Let $\alpha \in \mathbb{C}$ a root of $f(x)=x^3-3x-1$. Prove $f$ is irreducible over $\mathbb{Q}$.

Question

I encountered the following claim:

Let $\alpha \in \mathbb{C}$ a root of $f(x)=x^3-3x-1$. Prove $f$ is irreducible over $\mathbb{Q}$.

The explanation included something of the form:

Since $f$ has degree $3$ then it must include either two polynomials of degree one, or one of degree one and one of degree two.

Say it is the latter: $f(x)=(x-\alpha)(x^2+ax+b)$. Then if there is a root $m/n \in \mathbb{Q}$ it must be either $1$ or $-1$, which clearly cannot satisfy $f(x)=0$.

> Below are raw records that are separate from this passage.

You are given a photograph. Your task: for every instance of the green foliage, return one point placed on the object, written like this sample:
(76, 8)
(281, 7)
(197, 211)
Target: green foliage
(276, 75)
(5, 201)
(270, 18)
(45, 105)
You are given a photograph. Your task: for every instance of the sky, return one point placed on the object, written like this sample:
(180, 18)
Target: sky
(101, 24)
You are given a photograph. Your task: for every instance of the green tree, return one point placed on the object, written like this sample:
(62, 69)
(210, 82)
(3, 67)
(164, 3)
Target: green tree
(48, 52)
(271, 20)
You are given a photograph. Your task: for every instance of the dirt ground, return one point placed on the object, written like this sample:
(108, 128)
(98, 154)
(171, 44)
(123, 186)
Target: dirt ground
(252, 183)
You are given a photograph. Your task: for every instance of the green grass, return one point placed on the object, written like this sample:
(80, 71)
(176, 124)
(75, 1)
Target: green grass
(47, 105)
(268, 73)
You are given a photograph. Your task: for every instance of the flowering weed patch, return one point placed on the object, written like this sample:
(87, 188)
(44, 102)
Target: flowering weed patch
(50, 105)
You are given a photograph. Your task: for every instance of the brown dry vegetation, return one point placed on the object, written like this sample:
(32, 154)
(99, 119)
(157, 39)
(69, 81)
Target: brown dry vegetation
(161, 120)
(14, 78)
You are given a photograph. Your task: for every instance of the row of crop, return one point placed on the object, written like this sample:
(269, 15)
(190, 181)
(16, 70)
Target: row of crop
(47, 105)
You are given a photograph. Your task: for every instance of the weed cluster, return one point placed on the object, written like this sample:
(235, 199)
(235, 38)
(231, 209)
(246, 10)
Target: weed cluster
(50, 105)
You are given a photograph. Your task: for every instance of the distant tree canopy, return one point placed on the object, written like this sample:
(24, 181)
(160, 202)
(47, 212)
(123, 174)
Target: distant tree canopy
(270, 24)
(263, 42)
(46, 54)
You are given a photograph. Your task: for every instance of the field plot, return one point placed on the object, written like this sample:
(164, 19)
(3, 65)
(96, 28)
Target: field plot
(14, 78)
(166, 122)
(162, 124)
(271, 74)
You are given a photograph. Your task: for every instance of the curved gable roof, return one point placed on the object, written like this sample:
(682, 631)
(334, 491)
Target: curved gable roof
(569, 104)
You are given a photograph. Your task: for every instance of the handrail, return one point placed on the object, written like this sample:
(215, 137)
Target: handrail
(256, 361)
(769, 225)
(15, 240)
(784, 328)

I cannot see how the conclusion of it being in $\{-1,1\}$ was obtained (it mentioned something about $m$ dividing $-1$ and $n$ dividing the leading $1$).

Any help would be appreciated.

Answer 1

The rational root theorem is used.

It says that if $p/q$ is a rational root of a polynomial in one variable with integer coefficients such that $p$ and $q$ are coprime, then $p$ divides the constant term and $q$ divides the leading coefficient.